What are the/some reasons for this?

Cheers,

Deriv


----------



## galumay (13 March 2015)

Deriv555 said:


> What are the/some reasons for this?
> 
> Cheers,
> 
> Deriv




If you are referring to iinet, its suspended due to the takeover offer.


----------



## qldfrog (13 March 2015)

galumay said:


> If you are referring to iinet, its suspended due to the takeover offer.



is it ??just sold mine at 8.66 at 10:07 (qld time)?


----------



## skc (13 March 2015)

Deriv555 said:


> What are the/some reasons for this?
> 
> Cheers,
> 
> Deriv




When a takeover is announced, the ASX trading won't start for 1 hour after the announcement. Or, if the announcement was made when market was closed, it'd open at 11am (ASX time) the next day.

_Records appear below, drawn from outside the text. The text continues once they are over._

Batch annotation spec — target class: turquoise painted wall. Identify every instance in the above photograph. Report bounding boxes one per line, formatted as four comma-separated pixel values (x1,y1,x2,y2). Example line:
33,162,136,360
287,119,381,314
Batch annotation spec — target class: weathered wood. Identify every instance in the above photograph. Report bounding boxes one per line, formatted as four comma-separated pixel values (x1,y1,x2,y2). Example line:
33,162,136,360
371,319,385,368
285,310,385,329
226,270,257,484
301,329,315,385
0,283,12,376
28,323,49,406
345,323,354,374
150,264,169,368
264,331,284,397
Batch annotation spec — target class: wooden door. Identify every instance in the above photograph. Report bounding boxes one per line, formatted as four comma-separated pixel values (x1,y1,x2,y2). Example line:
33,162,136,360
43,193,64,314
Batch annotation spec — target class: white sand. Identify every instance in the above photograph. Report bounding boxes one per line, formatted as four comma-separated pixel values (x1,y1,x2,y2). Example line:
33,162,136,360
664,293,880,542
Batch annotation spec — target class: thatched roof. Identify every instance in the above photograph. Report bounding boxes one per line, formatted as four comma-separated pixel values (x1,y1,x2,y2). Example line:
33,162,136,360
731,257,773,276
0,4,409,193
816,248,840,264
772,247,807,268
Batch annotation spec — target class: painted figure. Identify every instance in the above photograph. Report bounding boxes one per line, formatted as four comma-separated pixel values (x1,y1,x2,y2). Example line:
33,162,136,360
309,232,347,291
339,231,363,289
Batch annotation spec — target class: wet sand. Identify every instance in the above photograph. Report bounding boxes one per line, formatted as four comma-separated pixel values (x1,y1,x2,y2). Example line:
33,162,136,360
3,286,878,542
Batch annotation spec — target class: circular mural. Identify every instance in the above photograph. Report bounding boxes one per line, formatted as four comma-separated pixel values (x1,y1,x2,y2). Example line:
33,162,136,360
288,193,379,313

Looking at the time stamp on your post (and asusming you are referring to IIN and TPM), it was not yet open for trading.


----------



## burglar (13 March 2015)

skc said:


> When a takeover is announced, the ASX trading won't start for 1 hour after the announcement ...




It's to give everyone an equal chance to rip you off!


----------